One night, a teenager came in with a knife wound to his hand. Esparza began to attend to him when he heard several cars arrive.
The boy’s father, a drug boss in the area, came in with two armed men. He asked regarding his son and when he left he told Esparza: “Don’t worry, you’ll be watched and protected.”
“After that, I felt a little strange,” Esparza said. “I realized that she had security, but not what I expected.”
Hilary López, 27, who did her service in 2020 in the state of Quintana Roo, quickly learned to prioritize certain patients: those a nurse told her were relatives of drug traffickers.
In one incident, a man who arrived following midnight insisted that he examine an elderly woman who had fallen in her home. When López explained that she might not leave the clinic with a stranger, he returned 15 minutes later with a gun.
“Doctor, are you going to come or are you not going to come?” he said.
Lopez called the nurse to calm the man down and convinced him to stop threatening her. But while he was out of town, armed men from the community surrounded the clinic and threatened to burn it down following one of his patients died of COVID-19. The nurse warned her not to come back, and Lopez found a new location and changed her phone number.
“I disappeared from the map,” he said.
These types of cases hardly ever make the headlines. The medical student murders are a different story, but two recent cases have brought the issue into the public eye.
The first victim was Luis Fernando Montes de Oca Armas, 23, who was finishing his service at a hospital in Huejuquilla El Alto, in the state of Jalisco, in June 2021, when he left to accompany a patient in an ambulance to the neighboring state of Zacatecas.
On the way back, he sent a disturbing voice message to his father.
“There’s a truck here,” he said. “Surely they’re going to kidnap us or something, I don’t know.”
His father called his son-in-law, Juan Carlos Galaviz, who discovered the riddled bodies of Montes de Oca and the ambulance driver on a road next to the abandoned vehicle.
Then, last Friday night, several men arrived at a rural hospital in Durango where Eric Andrade Ramírez worked. They appeared to be under the influence of drugs.
The details of what happened next are unclear, but at one point at least one of them pulled out a gun.
Andrade, 25, was killed just days before his service was due to end in El Salto, a logging town an hour and a half drive from his home in the city of Durango.
After the murder, some medical students from Durango abandoned their posts and swore not to return.
“How is it possible that we are providing a health service to take care of others, but nobody protects us?” asked Daniel Ramírez, 27, a colleague who decided to leave his assignment in a town in Durango where, according to what he said The drug traffickers were in collusion with the police.

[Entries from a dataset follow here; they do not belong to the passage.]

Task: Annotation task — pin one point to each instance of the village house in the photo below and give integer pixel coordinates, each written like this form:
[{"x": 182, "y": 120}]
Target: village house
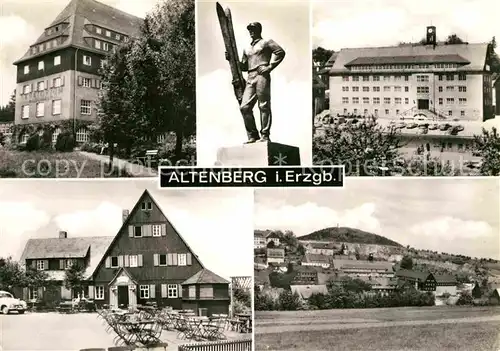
[
  {"x": 316, "y": 260},
  {"x": 360, "y": 268},
  {"x": 275, "y": 255},
  {"x": 320, "y": 248},
  {"x": 147, "y": 261},
  {"x": 426, "y": 281}
]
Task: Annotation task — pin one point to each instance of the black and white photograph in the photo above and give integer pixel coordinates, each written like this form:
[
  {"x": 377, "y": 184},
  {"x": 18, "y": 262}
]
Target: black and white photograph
[
  {"x": 96, "y": 89},
  {"x": 406, "y": 88},
  {"x": 123, "y": 264},
  {"x": 253, "y": 83},
  {"x": 381, "y": 264}
]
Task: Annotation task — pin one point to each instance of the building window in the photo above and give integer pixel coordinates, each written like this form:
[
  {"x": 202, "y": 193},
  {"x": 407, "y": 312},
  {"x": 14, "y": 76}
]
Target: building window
[
  {"x": 87, "y": 60},
  {"x": 182, "y": 259},
  {"x": 132, "y": 260},
  {"x": 55, "y": 135},
  {"x": 33, "y": 293},
  {"x": 172, "y": 291},
  {"x": 137, "y": 231},
  {"x": 56, "y": 107},
  {"x": 99, "y": 292},
  {"x": 40, "y": 109},
  {"x": 147, "y": 206},
  {"x": 144, "y": 291},
  {"x": 156, "y": 228},
  {"x": 26, "y": 111},
  {"x": 86, "y": 107}
]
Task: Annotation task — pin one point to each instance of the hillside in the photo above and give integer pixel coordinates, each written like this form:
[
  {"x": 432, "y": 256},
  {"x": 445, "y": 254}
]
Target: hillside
[{"x": 348, "y": 235}]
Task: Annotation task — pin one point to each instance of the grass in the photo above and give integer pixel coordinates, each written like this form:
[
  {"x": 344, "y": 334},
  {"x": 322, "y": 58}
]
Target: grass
[
  {"x": 457, "y": 337},
  {"x": 44, "y": 164}
]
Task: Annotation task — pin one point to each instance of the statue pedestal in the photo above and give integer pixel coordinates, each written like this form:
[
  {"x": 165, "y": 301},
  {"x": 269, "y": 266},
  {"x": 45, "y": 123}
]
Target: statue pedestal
[{"x": 260, "y": 154}]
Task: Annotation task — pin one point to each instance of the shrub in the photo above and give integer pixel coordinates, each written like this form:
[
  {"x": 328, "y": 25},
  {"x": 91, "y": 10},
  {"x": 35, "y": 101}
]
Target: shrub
[
  {"x": 65, "y": 142},
  {"x": 33, "y": 143}
]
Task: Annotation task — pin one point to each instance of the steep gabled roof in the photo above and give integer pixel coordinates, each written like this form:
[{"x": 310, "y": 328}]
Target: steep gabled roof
[
  {"x": 205, "y": 276},
  {"x": 79, "y": 13},
  {"x": 472, "y": 57},
  {"x": 126, "y": 222}
]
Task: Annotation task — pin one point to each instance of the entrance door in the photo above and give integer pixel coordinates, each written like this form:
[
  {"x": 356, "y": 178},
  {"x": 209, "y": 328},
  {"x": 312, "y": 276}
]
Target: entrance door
[
  {"x": 123, "y": 296},
  {"x": 423, "y": 104}
]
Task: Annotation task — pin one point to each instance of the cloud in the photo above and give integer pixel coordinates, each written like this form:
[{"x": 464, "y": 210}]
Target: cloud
[
  {"x": 450, "y": 228},
  {"x": 308, "y": 217},
  {"x": 17, "y": 221},
  {"x": 219, "y": 122},
  {"x": 104, "y": 220}
]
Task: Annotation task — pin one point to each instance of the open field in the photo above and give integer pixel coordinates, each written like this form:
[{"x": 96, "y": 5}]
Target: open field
[
  {"x": 39, "y": 164},
  {"x": 391, "y": 329}
]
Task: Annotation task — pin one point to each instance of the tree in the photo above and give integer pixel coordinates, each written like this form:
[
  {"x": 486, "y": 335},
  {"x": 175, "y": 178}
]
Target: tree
[
  {"x": 74, "y": 278},
  {"x": 363, "y": 146},
  {"x": 321, "y": 55},
  {"x": 488, "y": 146},
  {"x": 453, "y": 39},
  {"x": 406, "y": 263}
]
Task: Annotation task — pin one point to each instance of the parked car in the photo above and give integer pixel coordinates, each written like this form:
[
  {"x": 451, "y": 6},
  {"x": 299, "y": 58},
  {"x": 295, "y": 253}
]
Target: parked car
[{"x": 9, "y": 303}]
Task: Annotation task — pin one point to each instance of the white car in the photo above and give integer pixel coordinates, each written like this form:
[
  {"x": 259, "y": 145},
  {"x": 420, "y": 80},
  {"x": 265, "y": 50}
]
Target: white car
[{"x": 9, "y": 303}]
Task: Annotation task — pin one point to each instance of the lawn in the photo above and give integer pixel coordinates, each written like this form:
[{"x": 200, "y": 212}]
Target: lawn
[
  {"x": 456, "y": 337},
  {"x": 42, "y": 164}
]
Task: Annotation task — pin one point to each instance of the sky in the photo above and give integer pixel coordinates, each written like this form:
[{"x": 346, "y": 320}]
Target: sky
[
  {"x": 216, "y": 223},
  {"x": 23, "y": 21},
  {"x": 219, "y": 122},
  {"x": 454, "y": 215},
  {"x": 361, "y": 23}
]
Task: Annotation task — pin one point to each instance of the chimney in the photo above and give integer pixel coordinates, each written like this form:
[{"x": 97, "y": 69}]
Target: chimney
[
  {"x": 431, "y": 35},
  {"x": 125, "y": 214}
]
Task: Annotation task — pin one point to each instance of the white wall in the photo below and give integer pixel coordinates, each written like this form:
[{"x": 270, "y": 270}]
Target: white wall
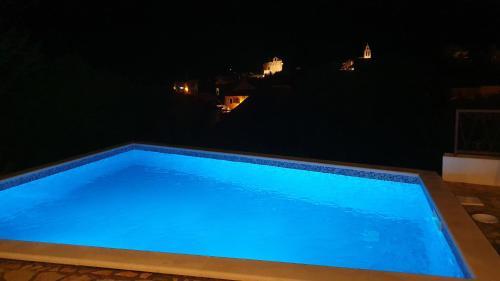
[{"x": 471, "y": 169}]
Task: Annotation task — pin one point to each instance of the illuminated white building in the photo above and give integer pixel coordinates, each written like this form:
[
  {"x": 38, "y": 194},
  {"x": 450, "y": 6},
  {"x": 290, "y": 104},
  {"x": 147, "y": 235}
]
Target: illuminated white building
[
  {"x": 367, "y": 54},
  {"x": 274, "y": 66}
]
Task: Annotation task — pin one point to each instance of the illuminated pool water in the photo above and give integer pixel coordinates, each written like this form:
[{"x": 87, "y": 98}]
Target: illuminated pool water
[{"x": 167, "y": 202}]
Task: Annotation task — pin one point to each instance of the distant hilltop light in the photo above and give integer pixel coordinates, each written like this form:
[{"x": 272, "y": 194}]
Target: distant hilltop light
[
  {"x": 272, "y": 67},
  {"x": 367, "y": 54}
]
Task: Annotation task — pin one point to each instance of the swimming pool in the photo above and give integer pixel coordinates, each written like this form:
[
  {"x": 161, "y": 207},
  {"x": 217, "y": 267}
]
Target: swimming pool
[{"x": 199, "y": 203}]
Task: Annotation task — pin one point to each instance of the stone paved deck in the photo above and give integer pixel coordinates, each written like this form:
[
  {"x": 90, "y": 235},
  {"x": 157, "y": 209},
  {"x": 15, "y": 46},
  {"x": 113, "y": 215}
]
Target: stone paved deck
[
  {"x": 490, "y": 196},
  {"x": 11, "y": 270}
]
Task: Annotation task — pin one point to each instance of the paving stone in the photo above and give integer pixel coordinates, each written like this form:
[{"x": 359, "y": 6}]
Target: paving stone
[
  {"x": 77, "y": 278},
  {"x": 18, "y": 275},
  {"x": 10, "y": 265},
  {"x": 128, "y": 274},
  {"x": 68, "y": 270},
  {"x": 34, "y": 267},
  {"x": 103, "y": 272},
  {"x": 55, "y": 268},
  {"x": 48, "y": 276},
  {"x": 145, "y": 275}
]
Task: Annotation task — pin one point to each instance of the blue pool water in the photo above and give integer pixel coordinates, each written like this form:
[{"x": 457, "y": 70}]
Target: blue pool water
[{"x": 145, "y": 200}]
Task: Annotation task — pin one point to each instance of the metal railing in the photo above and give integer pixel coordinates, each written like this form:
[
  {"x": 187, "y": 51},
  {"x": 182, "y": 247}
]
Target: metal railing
[{"x": 477, "y": 132}]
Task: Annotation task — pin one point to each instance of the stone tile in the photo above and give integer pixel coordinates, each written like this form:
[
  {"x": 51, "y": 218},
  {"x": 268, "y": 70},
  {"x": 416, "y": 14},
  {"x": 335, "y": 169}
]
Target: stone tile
[
  {"x": 10, "y": 265},
  {"x": 145, "y": 275},
  {"x": 18, "y": 275},
  {"x": 103, "y": 272},
  {"x": 128, "y": 274},
  {"x": 76, "y": 277},
  {"x": 34, "y": 267},
  {"x": 86, "y": 270},
  {"x": 55, "y": 268},
  {"x": 68, "y": 270},
  {"x": 48, "y": 276}
]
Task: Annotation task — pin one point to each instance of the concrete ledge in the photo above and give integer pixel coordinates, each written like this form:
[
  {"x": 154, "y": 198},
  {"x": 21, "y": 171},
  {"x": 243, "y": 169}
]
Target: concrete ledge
[{"x": 473, "y": 169}]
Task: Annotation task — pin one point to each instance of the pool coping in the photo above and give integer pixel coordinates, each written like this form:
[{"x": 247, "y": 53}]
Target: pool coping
[{"x": 481, "y": 259}]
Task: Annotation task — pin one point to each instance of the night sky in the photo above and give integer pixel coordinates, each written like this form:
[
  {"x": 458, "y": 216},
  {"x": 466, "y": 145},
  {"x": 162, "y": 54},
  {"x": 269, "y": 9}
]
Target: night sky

Dr. Martín Gerardo Soriano Sariñana, rector of the Autonomous University of Durango, where Andrade was a student, said some 180 students will be reassigned from their posts. He pledged to develop “community service programs for our students that do not put their safety at risk.”

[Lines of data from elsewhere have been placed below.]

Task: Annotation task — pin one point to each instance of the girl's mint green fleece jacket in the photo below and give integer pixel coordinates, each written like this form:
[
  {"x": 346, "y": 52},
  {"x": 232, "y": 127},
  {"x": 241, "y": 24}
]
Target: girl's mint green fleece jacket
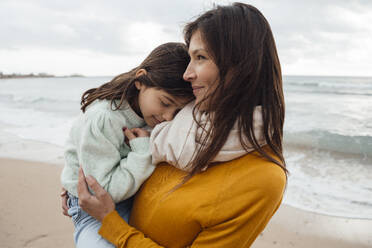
[{"x": 96, "y": 142}]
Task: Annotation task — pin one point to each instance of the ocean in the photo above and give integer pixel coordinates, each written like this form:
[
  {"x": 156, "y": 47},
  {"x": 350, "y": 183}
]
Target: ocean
[{"x": 327, "y": 134}]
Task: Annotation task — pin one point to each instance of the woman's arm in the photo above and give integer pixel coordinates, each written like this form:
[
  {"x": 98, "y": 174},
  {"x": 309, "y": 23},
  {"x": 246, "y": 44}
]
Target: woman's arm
[
  {"x": 102, "y": 207},
  {"x": 231, "y": 226}
]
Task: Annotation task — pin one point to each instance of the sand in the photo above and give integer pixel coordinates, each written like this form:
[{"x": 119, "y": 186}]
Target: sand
[{"x": 31, "y": 216}]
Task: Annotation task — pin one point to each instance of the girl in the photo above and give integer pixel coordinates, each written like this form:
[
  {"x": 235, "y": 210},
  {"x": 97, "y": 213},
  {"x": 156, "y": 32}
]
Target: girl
[
  {"x": 234, "y": 69},
  {"x": 149, "y": 94}
]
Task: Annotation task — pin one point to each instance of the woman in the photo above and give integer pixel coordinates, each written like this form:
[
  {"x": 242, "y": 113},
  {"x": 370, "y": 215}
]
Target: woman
[{"x": 234, "y": 68}]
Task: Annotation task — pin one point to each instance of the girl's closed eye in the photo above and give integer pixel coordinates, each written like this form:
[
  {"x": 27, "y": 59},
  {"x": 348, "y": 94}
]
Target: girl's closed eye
[{"x": 165, "y": 104}]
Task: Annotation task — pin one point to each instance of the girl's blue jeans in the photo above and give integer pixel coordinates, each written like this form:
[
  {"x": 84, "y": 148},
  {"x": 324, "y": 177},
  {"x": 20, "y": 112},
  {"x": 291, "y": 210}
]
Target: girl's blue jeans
[{"x": 86, "y": 227}]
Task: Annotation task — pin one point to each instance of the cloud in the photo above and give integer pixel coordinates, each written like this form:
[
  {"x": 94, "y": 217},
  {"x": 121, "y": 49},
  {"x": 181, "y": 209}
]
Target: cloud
[{"x": 313, "y": 37}]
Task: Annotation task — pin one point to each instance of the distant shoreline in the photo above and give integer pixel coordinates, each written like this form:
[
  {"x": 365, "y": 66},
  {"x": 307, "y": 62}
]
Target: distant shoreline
[{"x": 32, "y": 75}]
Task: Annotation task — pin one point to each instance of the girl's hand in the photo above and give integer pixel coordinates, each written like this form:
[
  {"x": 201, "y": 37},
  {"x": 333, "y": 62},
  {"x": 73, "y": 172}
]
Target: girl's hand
[
  {"x": 98, "y": 205},
  {"x": 64, "y": 198},
  {"x": 135, "y": 133}
]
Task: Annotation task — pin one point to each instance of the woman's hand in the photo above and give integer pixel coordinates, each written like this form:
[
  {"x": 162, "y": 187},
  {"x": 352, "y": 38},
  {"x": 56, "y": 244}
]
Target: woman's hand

At Andrade’s funeral Sunday followingnoon, classmates dressed in white lab coats wept silently as they watched his casket being lowered into a grave as a 13-person band played. His friends described him as a charismatic person who loved norteño music and organized parties.

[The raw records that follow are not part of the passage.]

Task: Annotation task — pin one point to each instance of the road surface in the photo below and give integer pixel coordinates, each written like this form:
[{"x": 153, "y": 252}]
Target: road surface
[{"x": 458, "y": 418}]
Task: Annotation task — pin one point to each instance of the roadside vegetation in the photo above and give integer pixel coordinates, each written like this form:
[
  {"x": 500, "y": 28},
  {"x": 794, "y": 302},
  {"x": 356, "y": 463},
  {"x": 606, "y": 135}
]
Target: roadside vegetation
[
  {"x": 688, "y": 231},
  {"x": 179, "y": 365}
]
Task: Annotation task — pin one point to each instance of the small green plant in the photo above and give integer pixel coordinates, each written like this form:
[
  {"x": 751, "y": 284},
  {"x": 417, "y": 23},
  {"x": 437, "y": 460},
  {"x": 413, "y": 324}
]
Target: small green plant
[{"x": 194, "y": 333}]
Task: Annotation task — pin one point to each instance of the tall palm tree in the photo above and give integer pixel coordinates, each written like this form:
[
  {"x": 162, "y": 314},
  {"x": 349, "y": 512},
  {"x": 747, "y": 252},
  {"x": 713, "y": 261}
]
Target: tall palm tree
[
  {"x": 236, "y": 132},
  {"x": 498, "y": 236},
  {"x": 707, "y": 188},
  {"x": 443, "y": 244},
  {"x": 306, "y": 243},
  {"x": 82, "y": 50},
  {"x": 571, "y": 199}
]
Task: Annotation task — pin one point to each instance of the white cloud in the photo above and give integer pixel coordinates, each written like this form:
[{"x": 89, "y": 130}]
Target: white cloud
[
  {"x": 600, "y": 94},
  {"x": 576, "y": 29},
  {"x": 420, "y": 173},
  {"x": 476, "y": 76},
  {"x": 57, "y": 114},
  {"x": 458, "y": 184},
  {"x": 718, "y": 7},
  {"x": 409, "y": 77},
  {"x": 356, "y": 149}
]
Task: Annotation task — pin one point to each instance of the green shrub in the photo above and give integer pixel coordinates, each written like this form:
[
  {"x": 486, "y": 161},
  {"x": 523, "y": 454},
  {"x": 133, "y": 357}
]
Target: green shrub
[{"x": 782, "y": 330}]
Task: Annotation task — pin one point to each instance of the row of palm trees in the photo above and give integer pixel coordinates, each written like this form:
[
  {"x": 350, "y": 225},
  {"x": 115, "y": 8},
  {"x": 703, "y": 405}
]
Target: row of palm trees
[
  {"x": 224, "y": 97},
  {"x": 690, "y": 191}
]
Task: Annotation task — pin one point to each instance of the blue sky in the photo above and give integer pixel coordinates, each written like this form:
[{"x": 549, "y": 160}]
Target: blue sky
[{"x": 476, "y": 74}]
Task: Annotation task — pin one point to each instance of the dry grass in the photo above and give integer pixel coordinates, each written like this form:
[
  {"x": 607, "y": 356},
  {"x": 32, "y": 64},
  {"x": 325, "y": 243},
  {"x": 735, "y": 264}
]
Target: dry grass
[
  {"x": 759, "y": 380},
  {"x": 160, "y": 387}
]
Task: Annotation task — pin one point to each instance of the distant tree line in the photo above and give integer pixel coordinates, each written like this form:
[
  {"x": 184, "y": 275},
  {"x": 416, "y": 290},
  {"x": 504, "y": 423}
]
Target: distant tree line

His brother, Luis, 29, said Andrade had spent his last year very unsettled as armed men frequently showed up demanding treatment.
“I lived in fear,” Luis said. “I didn’t want to do the service.”
His sister, Suhey, 24, the youngest of the three brothers and also a medical student, is scheduled to begin her community service on August 1 in a town on the outskirts of Durango city. She is reconsidering it.
“Right now I feel hate towards medicine,” he said.
The clinic where his brother died, a single-story white building, is closed. In the foyer, a bouquet of flowers and candles lie on the floor next to a large stain of dried blood.